Comparison of the multipole moments between the measurements from the mock catalog and the model predictions at MAP that are from the same analysis in Fig. 11. The gray shaded region is the $k$ range on which we use the data in the analysis—i.e., $k_{\max }=0.25h{\mathrm{Mpc}}^{-1}$.

Figure 13

The posterior distributions of the cosmological parameters, obtained from the cosmology analysis of the real BOSS data for either the low-$z$ or high-$z$ NGC sample, when fixing the seven galaxy-halo connection parameters to their values at MAP in Fig. 15. The dashed-line contours and 1D posterior distribution are the same as in Fig. 15.

Figure 14

The posterior distributions of the galaxy-halo connection parameters, for the low-$z$ NGC sample as an example, obtained from the combined analysis using the mock catalogs that are generated using the same HOD model as in our theoretical template (the right panel of Fig. 1). The dashed lines in each plot denote the input value of each parameter that is used when generating the mock galaxy catalogs.

Figure 15

The posterior distributions in each 2D subspace of the full parameters for each of the four galaxy samples, for the cosmology analysis in Fig. 2: the low-$z$ NGC, low-$z$ SGC, high-$z$ NGC, and high-$z$ SGC samples, respectively. The posterior distributions are from the joint parameter inference of these parameters (33 parameters in total, as given in Table 1): five cosmological parameters (while we impose tight Gaussian priors to ${\omega }_{\mathrm{b}}$ and $n_{\mathrm{s}}$), and each sample is characterized by seven nuisance parameters (five HOD parameters, the virial velocity parameter, and the residual shot noise parameter).

Figure 16

The comparison of the cosmological parameter inferences between the patchy mock power spectra with and without the fiber collisions. We show the cases of the low-$z$ (blue) and high-$z$ (red) NGCs and $k_{\max }=0.3h{\mathrm{Mpc}}^{-1}$. The empty dashed-line contours are the results for the patchy mocks where we include the fiber collision weights.
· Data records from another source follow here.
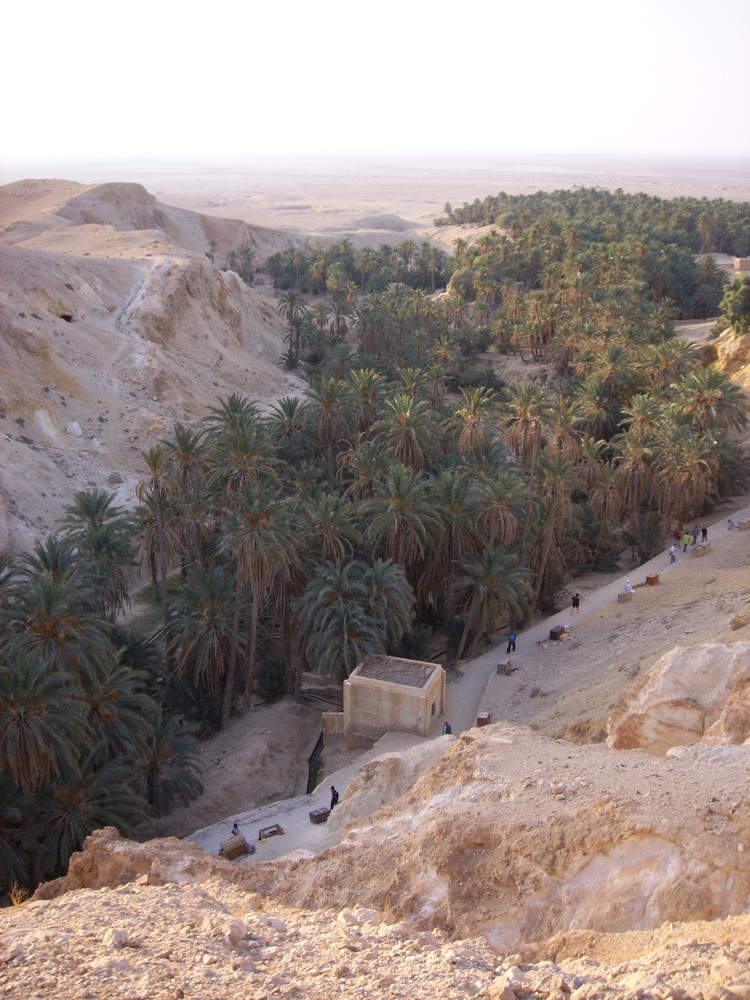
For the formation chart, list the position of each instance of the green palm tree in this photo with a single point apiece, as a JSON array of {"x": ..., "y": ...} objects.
[
  {"x": 329, "y": 520},
  {"x": 42, "y": 723},
  {"x": 116, "y": 708},
  {"x": 558, "y": 478},
  {"x": 288, "y": 424},
  {"x": 453, "y": 537},
  {"x": 471, "y": 421},
  {"x": 489, "y": 587},
  {"x": 102, "y": 534},
  {"x": 155, "y": 487},
  {"x": 330, "y": 403},
  {"x": 390, "y": 599},
  {"x": 368, "y": 387},
  {"x": 686, "y": 468},
  {"x": 99, "y": 794},
  {"x": 711, "y": 401},
  {"x": 400, "y": 519},
  {"x": 633, "y": 457},
  {"x": 204, "y": 635},
  {"x": 57, "y": 622},
  {"x": 500, "y": 501},
  {"x": 337, "y": 626},
  {"x": 261, "y": 540},
  {"x": 409, "y": 430},
  {"x": 167, "y": 768}
]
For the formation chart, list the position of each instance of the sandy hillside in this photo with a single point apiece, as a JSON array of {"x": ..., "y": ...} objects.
[
  {"x": 525, "y": 859},
  {"x": 115, "y": 325}
]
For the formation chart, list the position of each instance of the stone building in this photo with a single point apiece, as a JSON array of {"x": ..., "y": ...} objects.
[{"x": 387, "y": 694}]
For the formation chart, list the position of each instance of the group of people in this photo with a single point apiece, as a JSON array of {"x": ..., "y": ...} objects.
[{"x": 686, "y": 538}]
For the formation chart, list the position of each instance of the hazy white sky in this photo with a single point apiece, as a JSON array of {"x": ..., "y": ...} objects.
[{"x": 160, "y": 78}]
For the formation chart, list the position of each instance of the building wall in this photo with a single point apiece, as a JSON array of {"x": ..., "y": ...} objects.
[{"x": 373, "y": 707}]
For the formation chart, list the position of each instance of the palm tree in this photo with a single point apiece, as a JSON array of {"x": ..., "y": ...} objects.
[
  {"x": 471, "y": 420},
  {"x": 598, "y": 409},
  {"x": 361, "y": 467},
  {"x": 339, "y": 629},
  {"x": 239, "y": 455},
  {"x": 288, "y": 426},
  {"x": 330, "y": 402},
  {"x": 686, "y": 470},
  {"x": 98, "y": 794},
  {"x": 557, "y": 480},
  {"x": 290, "y": 306},
  {"x": 155, "y": 488},
  {"x": 711, "y": 401},
  {"x": 633, "y": 455},
  {"x": 399, "y": 519},
  {"x": 368, "y": 387},
  {"x": 605, "y": 499},
  {"x": 57, "y": 621},
  {"x": 42, "y": 722},
  {"x": 261, "y": 542},
  {"x": 500, "y": 500},
  {"x": 408, "y": 429},
  {"x": 488, "y": 588},
  {"x": 453, "y": 538},
  {"x": 116, "y": 708},
  {"x": 102, "y": 535},
  {"x": 390, "y": 599},
  {"x": 329, "y": 519},
  {"x": 526, "y": 409},
  {"x": 167, "y": 767},
  {"x": 204, "y": 634}
]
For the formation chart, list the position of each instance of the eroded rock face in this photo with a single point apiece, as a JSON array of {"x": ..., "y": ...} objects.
[
  {"x": 506, "y": 855},
  {"x": 691, "y": 695},
  {"x": 518, "y": 838}
]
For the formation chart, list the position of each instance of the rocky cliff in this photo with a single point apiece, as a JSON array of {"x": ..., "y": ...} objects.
[
  {"x": 114, "y": 325},
  {"x": 510, "y": 865}
]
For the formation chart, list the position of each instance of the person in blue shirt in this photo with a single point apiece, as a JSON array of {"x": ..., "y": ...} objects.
[{"x": 512, "y": 640}]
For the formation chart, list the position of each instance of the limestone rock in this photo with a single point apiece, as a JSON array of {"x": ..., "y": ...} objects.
[{"x": 692, "y": 694}]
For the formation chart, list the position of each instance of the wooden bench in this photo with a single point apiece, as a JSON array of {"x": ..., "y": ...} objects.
[
  {"x": 234, "y": 847},
  {"x": 269, "y": 831}
]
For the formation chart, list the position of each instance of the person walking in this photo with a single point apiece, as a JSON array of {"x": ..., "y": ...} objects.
[{"x": 511, "y": 641}]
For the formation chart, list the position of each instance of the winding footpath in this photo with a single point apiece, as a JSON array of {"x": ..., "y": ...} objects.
[{"x": 465, "y": 694}]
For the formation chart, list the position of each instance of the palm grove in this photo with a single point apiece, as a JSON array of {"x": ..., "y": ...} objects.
[{"x": 410, "y": 503}]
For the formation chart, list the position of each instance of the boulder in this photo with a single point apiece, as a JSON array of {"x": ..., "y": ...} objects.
[{"x": 690, "y": 695}]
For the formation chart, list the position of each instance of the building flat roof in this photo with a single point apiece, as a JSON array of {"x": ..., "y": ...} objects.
[{"x": 410, "y": 673}]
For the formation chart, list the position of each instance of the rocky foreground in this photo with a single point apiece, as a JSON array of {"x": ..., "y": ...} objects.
[{"x": 512, "y": 866}]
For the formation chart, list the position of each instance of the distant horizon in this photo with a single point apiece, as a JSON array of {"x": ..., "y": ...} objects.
[{"x": 665, "y": 176}]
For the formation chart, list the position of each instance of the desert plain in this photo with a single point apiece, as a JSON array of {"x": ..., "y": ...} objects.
[{"x": 114, "y": 327}]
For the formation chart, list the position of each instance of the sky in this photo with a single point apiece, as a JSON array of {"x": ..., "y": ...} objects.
[{"x": 159, "y": 79}]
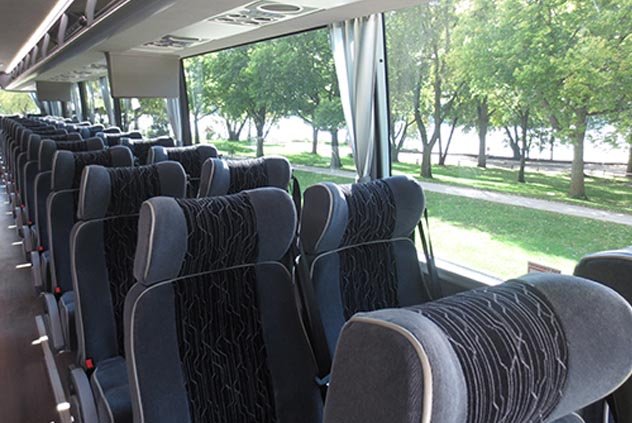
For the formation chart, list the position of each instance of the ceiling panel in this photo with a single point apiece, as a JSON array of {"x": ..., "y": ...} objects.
[{"x": 18, "y": 20}]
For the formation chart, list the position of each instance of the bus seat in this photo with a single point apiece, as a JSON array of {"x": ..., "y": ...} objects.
[
  {"x": 528, "y": 350},
  {"x": 357, "y": 253},
  {"x": 221, "y": 177},
  {"x": 212, "y": 328},
  {"x": 191, "y": 158},
  {"x": 61, "y": 212},
  {"x": 140, "y": 148},
  {"x": 103, "y": 244},
  {"x": 614, "y": 270}
]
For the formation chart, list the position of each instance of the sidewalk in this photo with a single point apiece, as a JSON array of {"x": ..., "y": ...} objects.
[{"x": 496, "y": 197}]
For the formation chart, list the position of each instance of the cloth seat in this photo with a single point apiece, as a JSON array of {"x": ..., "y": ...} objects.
[
  {"x": 191, "y": 158},
  {"x": 103, "y": 243},
  {"x": 529, "y": 350},
  {"x": 212, "y": 328}
]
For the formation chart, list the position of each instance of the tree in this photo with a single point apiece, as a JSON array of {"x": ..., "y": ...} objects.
[
  {"x": 16, "y": 102},
  {"x": 330, "y": 117},
  {"x": 578, "y": 65},
  {"x": 434, "y": 91},
  {"x": 198, "y": 89}
]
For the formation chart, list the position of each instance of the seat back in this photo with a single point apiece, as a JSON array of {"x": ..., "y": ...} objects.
[
  {"x": 102, "y": 245},
  {"x": 221, "y": 177},
  {"x": 62, "y": 202},
  {"x": 356, "y": 243},
  {"x": 191, "y": 159},
  {"x": 140, "y": 148},
  {"x": 614, "y": 270},
  {"x": 529, "y": 350},
  {"x": 212, "y": 326}
]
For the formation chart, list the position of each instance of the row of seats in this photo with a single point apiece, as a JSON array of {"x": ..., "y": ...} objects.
[{"x": 200, "y": 309}]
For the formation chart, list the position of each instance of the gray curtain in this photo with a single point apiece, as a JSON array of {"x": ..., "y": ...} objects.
[
  {"x": 107, "y": 99},
  {"x": 175, "y": 119},
  {"x": 356, "y": 47}
]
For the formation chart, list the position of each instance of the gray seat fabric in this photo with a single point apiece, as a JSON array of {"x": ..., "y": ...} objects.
[
  {"x": 221, "y": 177},
  {"x": 212, "y": 329},
  {"x": 356, "y": 243},
  {"x": 529, "y": 350},
  {"x": 191, "y": 158},
  {"x": 140, "y": 148},
  {"x": 103, "y": 243},
  {"x": 614, "y": 270}
]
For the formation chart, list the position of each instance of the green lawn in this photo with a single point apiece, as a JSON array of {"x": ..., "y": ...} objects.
[
  {"x": 499, "y": 240},
  {"x": 614, "y": 194}
]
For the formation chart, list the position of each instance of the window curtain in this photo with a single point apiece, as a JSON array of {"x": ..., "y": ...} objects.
[
  {"x": 175, "y": 119},
  {"x": 107, "y": 99},
  {"x": 355, "y": 46},
  {"x": 76, "y": 101}
]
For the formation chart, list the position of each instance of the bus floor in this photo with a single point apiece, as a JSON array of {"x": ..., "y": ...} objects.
[{"x": 25, "y": 391}]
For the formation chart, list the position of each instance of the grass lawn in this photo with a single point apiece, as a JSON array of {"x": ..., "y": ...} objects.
[
  {"x": 614, "y": 194},
  {"x": 499, "y": 240}
]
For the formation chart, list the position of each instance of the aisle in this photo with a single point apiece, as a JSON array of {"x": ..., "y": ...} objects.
[{"x": 25, "y": 393}]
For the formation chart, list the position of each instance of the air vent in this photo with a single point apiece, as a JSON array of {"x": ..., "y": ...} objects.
[
  {"x": 261, "y": 13},
  {"x": 282, "y": 8},
  {"x": 173, "y": 42}
]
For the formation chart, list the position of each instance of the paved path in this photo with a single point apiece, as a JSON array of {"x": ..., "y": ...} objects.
[{"x": 495, "y": 197}]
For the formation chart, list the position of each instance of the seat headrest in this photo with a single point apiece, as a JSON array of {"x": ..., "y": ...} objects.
[
  {"x": 141, "y": 148},
  {"x": 90, "y": 144},
  {"x": 191, "y": 158},
  {"x": 68, "y": 166},
  {"x": 185, "y": 237},
  {"x": 106, "y": 192},
  {"x": 532, "y": 349},
  {"x": 221, "y": 177},
  {"x": 336, "y": 216}
]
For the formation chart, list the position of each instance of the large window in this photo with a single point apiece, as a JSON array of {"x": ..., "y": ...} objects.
[
  {"x": 494, "y": 99},
  {"x": 277, "y": 97},
  {"x": 17, "y": 102},
  {"x": 147, "y": 115}
]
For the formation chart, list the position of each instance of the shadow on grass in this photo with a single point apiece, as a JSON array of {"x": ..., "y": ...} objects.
[{"x": 533, "y": 230}]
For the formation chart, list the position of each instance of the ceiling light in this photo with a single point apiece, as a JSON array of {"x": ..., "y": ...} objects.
[{"x": 50, "y": 19}]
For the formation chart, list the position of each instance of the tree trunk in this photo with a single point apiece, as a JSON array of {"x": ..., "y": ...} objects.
[
  {"x": 524, "y": 123},
  {"x": 259, "y": 126},
  {"x": 426, "y": 162},
  {"x": 444, "y": 156},
  {"x": 196, "y": 124},
  {"x": 314, "y": 140},
  {"x": 578, "y": 188},
  {"x": 335, "y": 151},
  {"x": 482, "y": 112}
]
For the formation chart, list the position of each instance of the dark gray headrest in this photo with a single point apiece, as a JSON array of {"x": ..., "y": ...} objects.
[
  {"x": 185, "y": 237},
  {"x": 68, "y": 166},
  {"x": 191, "y": 158},
  {"x": 336, "y": 216},
  {"x": 533, "y": 349},
  {"x": 121, "y": 191},
  {"x": 221, "y": 177}
]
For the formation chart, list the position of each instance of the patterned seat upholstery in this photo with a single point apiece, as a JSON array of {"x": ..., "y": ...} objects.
[
  {"x": 614, "y": 270},
  {"x": 212, "y": 329},
  {"x": 141, "y": 148},
  {"x": 31, "y": 172},
  {"x": 528, "y": 350},
  {"x": 61, "y": 214},
  {"x": 191, "y": 159},
  {"x": 103, "y": 243},
  {"x": 221, "y": 177},
  {"x": 356, "y": 243}
]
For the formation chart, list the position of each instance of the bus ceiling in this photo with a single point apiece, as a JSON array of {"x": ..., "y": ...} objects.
[{"x": 67, "y": 45}]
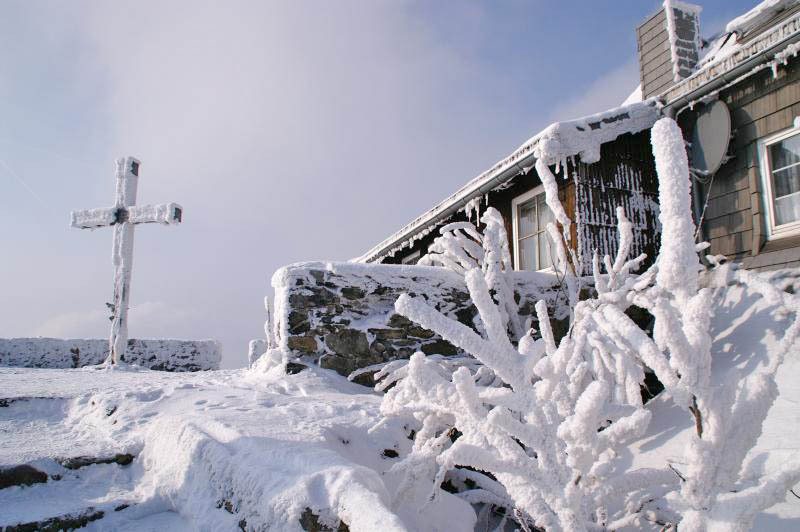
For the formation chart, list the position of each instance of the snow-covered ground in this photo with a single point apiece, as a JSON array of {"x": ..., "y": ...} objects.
[
  {"x": 213, "y": 451},
  {"x": 263, "y": 450}
]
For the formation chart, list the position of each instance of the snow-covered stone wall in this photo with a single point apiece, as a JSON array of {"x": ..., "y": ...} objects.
[
  {"x": 342, "y": 316},
  {"x": 58, "y": 353}
]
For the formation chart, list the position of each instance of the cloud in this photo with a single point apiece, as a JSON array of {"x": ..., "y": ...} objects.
[
  {"x": 606, "y": 92},
  {"x": 151, "y": 319},
  {"x": 77, "y": 324}
]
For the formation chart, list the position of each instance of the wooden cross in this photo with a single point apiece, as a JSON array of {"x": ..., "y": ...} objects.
[{"x": 123, "y": 216}]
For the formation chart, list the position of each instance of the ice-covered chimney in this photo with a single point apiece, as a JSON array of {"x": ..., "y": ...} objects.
[{"x": 669, "y": 44}]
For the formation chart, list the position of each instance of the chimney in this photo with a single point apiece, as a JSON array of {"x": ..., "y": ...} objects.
[{"x": 669, "y": 44}]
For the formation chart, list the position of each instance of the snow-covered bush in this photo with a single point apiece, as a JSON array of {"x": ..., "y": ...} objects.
[
  {"x": 538, "y": 428},
  {"x": 462, "y": 248}
]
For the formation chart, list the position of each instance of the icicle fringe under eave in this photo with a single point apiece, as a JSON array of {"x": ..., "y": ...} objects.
[{"x": 555, "y": 144}]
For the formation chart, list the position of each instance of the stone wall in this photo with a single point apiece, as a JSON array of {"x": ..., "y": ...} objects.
[
  {"x": 59, "y": 353},
  {"x": 341, "y": 315}
]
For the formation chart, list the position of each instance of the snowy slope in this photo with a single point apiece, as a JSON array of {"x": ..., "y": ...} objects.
[
  {"x": 263, "y": 450},
  {"x": 213, "y": 451}
]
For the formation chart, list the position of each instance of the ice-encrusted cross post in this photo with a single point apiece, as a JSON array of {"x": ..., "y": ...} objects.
[{"x": 123, "y": 216}]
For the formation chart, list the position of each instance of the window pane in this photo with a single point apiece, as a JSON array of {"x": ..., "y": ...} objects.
[
  {"x": 527, "y": 218},
  {"x": 545, "y": 214},
  {"x": 527, "y": 253},
  {"x": 545, "y": 260},
  {"x": 786, "y": 181},
  {"x": 787, "y": 209},
  {"x": 785, "y": 152}
]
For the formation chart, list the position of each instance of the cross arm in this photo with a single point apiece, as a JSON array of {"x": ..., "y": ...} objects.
[
  {"x": 94, "y": 218},
  {"x": 164, "y": 213}
]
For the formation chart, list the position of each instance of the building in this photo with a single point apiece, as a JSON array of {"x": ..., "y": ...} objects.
[{"x": 748, "y": 203}]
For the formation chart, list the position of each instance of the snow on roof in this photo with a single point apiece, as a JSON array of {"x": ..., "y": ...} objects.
[
  {"x": 635, "y": 96},
  {"x": 554, "y": 144},
  {"x": 584, "y": 136},
  {"x": 758, "y": 15},
  {"x": 732, "y": 54}
]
The filled solid-line contours are those for the same mocks where we assume all of the fiber collision weights are unity—i.e., no fiber collisions. The gray horizontal and vertical dashed lines indicate the input cosmological parameter values used in the simulations from which the patchy mocks are created.

Figure 17

The comparison of the cosmological parameter inferences between the fiducial mock power spectrum with and without the fiber collision effect. For mock signals with the fiber collisions, we add the fiber collision effect estimated by Ref. [94] (see their Fig. 3) to the power-spectrum monopole and quadrupole of the fiducial mock signals.

Figure 18

The dependence of the cosmological parameter constraints on the minimum wave number $k_{\min }$ used in the analysis. We test the cases of $k_{\min }=0.005h$ (our fiducial setting, blue), $0.02h$ (red), and $0.05h{\mathrm{Mpc}}^{-1}$ (green), while fixing $k_{\max }=0.25h{\mathrm{Mpc}}^{-1}$.